One of the traditional applications of artificial intelligence is in translating between languages. It’s so common that it’s boring: Google Translate has been around forever. You can use your iPhone to take a picture of a street sign in a foreign language, get an instant translation, and that’s not a miracle, but ordinary. I know lots of people excited about technology, but nobody who’s excited about translation as the next big thing — like, don’t we already have it?
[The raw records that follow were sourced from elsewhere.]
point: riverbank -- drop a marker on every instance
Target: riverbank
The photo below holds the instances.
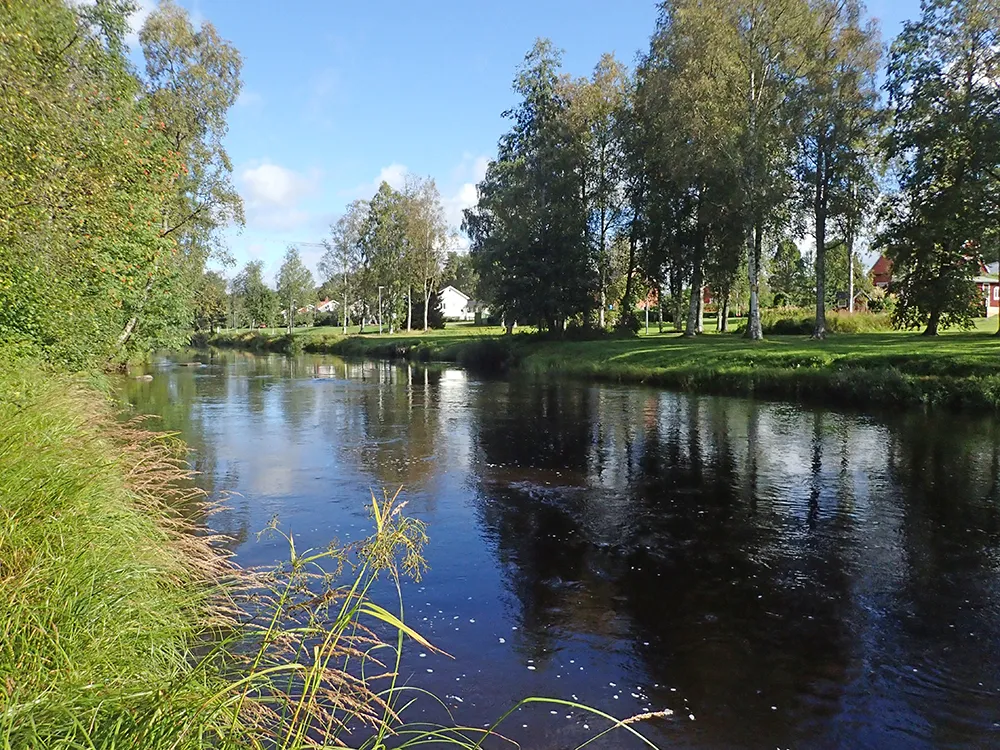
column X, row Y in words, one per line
column 124, row 624
column 104, row 588
column 955, row 370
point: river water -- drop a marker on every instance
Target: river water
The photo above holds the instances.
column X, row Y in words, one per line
column 777, row 576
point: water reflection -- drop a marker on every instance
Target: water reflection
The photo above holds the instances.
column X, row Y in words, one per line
column 787, row 577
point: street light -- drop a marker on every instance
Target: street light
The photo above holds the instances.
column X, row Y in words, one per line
column 380, row 309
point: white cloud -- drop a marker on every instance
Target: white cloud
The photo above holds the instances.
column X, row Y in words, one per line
column 249, row 98
column 273, row 195
column 466, row 197
column 137, row 19
column 271, row 185
column 479, row 167
column 394, row 174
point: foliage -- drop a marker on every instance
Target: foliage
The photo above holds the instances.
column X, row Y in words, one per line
column 841, row 115
column 528, row 231
column 459, row 271
column 945, row 145
column 427, row 236
column 792, row 321
column 788, row 276
column 383, row 251
column 341, row 262
column 89, row 272
column 434, row 317
column 252, row 301
column 295, row 286
column 211, row 302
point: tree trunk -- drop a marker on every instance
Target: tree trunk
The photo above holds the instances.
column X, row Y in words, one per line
column 722, row 325
column 675, row 294
column 659, row 306
column 754, row 332
column 129, row 329
column 627, row 302
column 933, row 323
column 819, row 328
column 850, row 272
column 819, row 214
column 694, row 304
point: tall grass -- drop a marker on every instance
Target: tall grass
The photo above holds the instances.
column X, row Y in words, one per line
column 125, row 625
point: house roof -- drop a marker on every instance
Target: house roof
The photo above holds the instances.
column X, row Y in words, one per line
column 882, row 267
column 457, row 291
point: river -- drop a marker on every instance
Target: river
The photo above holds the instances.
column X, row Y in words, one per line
column 777, row 576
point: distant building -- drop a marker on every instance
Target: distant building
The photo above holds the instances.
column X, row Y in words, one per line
column 987, row 280
column 881, row 273
column 455, row 305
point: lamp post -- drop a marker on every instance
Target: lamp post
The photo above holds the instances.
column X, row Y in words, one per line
column 380, row 288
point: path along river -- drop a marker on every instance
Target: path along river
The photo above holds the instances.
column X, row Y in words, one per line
column 778, row 576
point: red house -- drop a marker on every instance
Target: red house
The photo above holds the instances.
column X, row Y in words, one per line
column 988, row 282
column 881, row 273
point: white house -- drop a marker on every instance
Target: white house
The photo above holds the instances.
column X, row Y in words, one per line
column 455, row 304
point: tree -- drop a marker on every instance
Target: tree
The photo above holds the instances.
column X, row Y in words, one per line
column 427, row 237
column 459, row 271
column 789, row 277
column 295, row 285
column 839, row 259
column 257, row 301
column 945, row 144
column 841, row 118
column 342, row 258
column 528, row 230
column 383, row 243
column 86, row 176
column 210, row 309
column 769, row 39
column 595, row 109
column 192, row 80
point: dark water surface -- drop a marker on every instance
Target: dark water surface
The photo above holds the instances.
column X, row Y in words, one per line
column 777, row 576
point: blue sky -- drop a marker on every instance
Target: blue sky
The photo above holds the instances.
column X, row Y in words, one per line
column 340, row 94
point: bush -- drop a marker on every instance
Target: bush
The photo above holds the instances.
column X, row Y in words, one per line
column 326, row 319
column 800, row 321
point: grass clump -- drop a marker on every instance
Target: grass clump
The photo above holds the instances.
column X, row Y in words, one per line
column 800, row 321
column 125, row 625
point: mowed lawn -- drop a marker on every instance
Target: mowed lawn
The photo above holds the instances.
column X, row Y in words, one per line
column 954, row 353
In this essay, I’m going to make exactly that case: translation is the next big thing. Language translation as a concept has been so normalized for so long that progress in it and related fields is hugely underrated, especially in its future economic impact. While we are early on in an artificial intelligence boom and there are many open questions as to how and where exactly it will play out, I believe that one of the highest-confidence AI bets you can make is on ubiquitous language translation, which will have a significant globalizing economic and social impact, perhaps on par with the invention of the smartphone. Let’s dig in.
(1) The Tech
While traditional, text-based language-to-language translation has gotten much better in recent years,1 the key is that several other technologies have become really good in parallel, and are coming together productively:
Speech-to-text (i.e. automated transcription)
Text-to-speech (i.e. machine-generated voice)
Optical character recognition (OCR)
Audio and visual style transfer
When you put them together, magic emerges. For example, you can get perfectly translated videos,2 even with all the lip movements adjusted to match the sound.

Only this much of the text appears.